Una ripresa lenta accresce la probabilità di una disoccupazione persistente. Questa condizione, specie se vissuta nelle fasi iniziali della carriera lavorativa, tende ad associarsi a retribuzioni successive permanentemente più basse.
La riforma del mercato del lavoro va completata, superando le segmentazioni e stimolando la partecipazione.
I giovani non possono da soli far fronte agli oneri crescenti di una popolazione che invecchia. Né sarà sufficiente l’apporto dei lavoratori stranieri. Solo 36 italiani su 100 di età compresa tra i 55 e i 64 anni sono occupati, contro 46 della media europea, 56 in Germania.
Gli anziani
Il ciclo di vita lo possiamo dividere in quattro parti approssimativamente equivalenti: una (iniziale) per crescere e formarsi, due (centrali) per lavorare e produrre, e una (finale) per “quiescere”. Il ciclo di vita si è allungato (la vita media delle donne sfiora gli 85 anni), e si sono di molto allungati anche la prima e l’ultima fase. Le due centrali, invece, si sono “accorciate” relativamente alla lunghezza dl ciclo di vita. L’agganciamento della rendita pensionistica all’allungamento della vita è dunque imprescindibile, se non vogliamo che la costruzione sociale vada a carte quarantotto.
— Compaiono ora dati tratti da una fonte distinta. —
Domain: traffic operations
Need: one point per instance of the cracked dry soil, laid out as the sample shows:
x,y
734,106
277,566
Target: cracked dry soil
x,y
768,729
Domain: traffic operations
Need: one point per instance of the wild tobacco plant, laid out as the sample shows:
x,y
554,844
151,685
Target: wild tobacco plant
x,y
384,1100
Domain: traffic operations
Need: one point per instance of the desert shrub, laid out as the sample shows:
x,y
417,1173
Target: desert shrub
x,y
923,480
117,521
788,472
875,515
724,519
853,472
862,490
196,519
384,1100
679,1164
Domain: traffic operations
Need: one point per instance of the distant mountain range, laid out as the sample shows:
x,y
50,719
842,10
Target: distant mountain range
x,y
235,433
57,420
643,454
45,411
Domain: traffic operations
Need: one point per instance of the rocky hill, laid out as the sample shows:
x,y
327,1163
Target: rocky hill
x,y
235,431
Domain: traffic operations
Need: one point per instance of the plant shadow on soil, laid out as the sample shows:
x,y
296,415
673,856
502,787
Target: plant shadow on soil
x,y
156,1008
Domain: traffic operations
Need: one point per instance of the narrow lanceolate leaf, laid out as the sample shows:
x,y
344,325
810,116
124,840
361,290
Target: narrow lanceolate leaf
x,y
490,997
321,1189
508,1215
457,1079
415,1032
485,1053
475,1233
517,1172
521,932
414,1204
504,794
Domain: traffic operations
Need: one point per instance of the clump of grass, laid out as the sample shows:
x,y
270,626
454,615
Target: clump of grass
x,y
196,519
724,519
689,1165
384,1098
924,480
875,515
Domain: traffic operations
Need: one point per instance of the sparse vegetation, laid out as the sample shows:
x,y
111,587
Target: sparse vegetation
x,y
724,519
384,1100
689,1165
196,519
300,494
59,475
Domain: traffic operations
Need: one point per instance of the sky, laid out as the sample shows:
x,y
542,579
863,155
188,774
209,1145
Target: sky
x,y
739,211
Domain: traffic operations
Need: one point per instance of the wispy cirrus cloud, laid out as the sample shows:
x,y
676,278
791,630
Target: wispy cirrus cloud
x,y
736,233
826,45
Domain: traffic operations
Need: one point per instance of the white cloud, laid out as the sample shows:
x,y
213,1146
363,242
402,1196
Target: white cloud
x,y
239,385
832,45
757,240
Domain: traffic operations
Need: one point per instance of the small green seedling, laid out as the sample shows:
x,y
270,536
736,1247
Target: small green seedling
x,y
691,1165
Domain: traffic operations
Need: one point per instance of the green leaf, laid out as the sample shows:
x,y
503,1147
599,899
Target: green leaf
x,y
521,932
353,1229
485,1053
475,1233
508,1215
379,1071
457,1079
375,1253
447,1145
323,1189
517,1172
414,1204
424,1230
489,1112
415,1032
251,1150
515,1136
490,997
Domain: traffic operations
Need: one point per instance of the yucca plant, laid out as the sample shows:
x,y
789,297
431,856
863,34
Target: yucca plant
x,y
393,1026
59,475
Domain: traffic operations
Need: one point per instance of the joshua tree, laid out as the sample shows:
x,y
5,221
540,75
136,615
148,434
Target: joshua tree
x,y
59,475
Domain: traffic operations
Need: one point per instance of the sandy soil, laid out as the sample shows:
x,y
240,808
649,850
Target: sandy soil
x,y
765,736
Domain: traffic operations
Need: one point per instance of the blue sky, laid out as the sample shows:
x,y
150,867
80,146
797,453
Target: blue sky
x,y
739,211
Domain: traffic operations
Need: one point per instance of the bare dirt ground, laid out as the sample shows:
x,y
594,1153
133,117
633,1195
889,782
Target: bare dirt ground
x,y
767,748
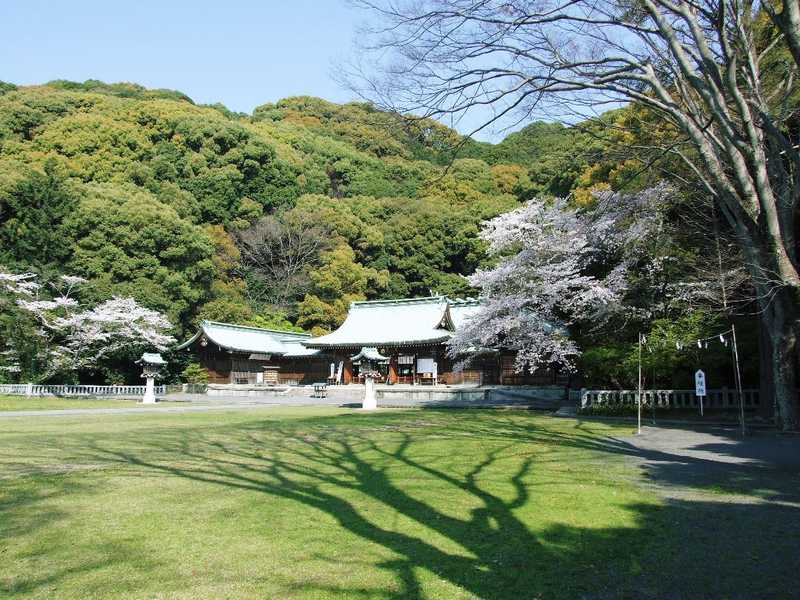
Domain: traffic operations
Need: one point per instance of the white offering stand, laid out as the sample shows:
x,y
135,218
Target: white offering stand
x,y
151,367
368,357
370,402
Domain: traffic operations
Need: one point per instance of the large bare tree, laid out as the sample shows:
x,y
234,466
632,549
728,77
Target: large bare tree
x,y
722,72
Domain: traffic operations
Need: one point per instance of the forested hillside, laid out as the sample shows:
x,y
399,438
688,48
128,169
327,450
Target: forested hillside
x,y
148,195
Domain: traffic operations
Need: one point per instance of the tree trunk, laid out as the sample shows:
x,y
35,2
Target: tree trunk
x,y
782,321
766,392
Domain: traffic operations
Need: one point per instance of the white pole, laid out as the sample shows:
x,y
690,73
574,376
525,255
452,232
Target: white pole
x,y
639,403
738,379
370,402
149,392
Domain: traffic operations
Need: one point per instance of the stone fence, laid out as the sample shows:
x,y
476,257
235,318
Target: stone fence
x,y
724,398
30,389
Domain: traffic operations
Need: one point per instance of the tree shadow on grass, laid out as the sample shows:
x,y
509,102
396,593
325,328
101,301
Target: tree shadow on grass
x,y
344,468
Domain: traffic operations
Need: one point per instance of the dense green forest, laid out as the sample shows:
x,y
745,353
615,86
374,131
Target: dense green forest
x,y
283,217
149,195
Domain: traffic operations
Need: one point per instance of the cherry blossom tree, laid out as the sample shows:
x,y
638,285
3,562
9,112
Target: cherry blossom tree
x,y
559,267
71,338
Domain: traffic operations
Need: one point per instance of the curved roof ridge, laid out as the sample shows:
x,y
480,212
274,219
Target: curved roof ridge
x,y
236,326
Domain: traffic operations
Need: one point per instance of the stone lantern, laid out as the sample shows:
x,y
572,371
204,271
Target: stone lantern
x,y
152,363
369,357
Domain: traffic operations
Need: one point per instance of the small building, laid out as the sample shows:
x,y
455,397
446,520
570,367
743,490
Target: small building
x,y
413,334
251,355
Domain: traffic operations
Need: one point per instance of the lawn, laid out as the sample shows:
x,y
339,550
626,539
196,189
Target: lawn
x,y
53,403
333,503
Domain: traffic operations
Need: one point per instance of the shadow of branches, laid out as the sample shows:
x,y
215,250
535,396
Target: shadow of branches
x,y
476,532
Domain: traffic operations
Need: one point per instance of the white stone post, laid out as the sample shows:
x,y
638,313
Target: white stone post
x,y
149,391
370,402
Nell’ultimo trentennio, a fronte di un aumento della speranza di vita dei sessantenni italiani di oltre cinque anni, si stima che l’età media effettiva di pensionamento nel settore privato sia salita di circa due anni, attorno a 61. Occorre prolungare la vita lavorativa, anche epr garantire un tenore di vita adeguato agli anziani di domani. I paesi europei ad alto tasso di occupazione nella fascia 55-64 anni sono anche quelli con maggiore occupazione giovanile.
Nel 2009 il Governo ha compiuto un passo importante collegando in via automatica, dal 2015, l’età minima di pensionamento alla variazione della speranza di vita; il regolamento in via di definizione dà concreta attuazione al provvedimento. Nella stessa direzione muovono gli interventi sulle cosiddette finestre e sulla normativa delle donne nel pubblico impiego. L’INPS ha avviato iniziative per meglio informare i lavoratori circa la propria ricchezza previdenziale. Il processo di riforma del sistema pensionistico potrà essere completato con misure volte a riformare gradualmente le età di pensionamento dei diversi gruppi di lavoratori, rendere più tempestivi gli aggiustamenti dei coefficienti del regime contributivo, offrire maggiore flessibilità nel pensionamento.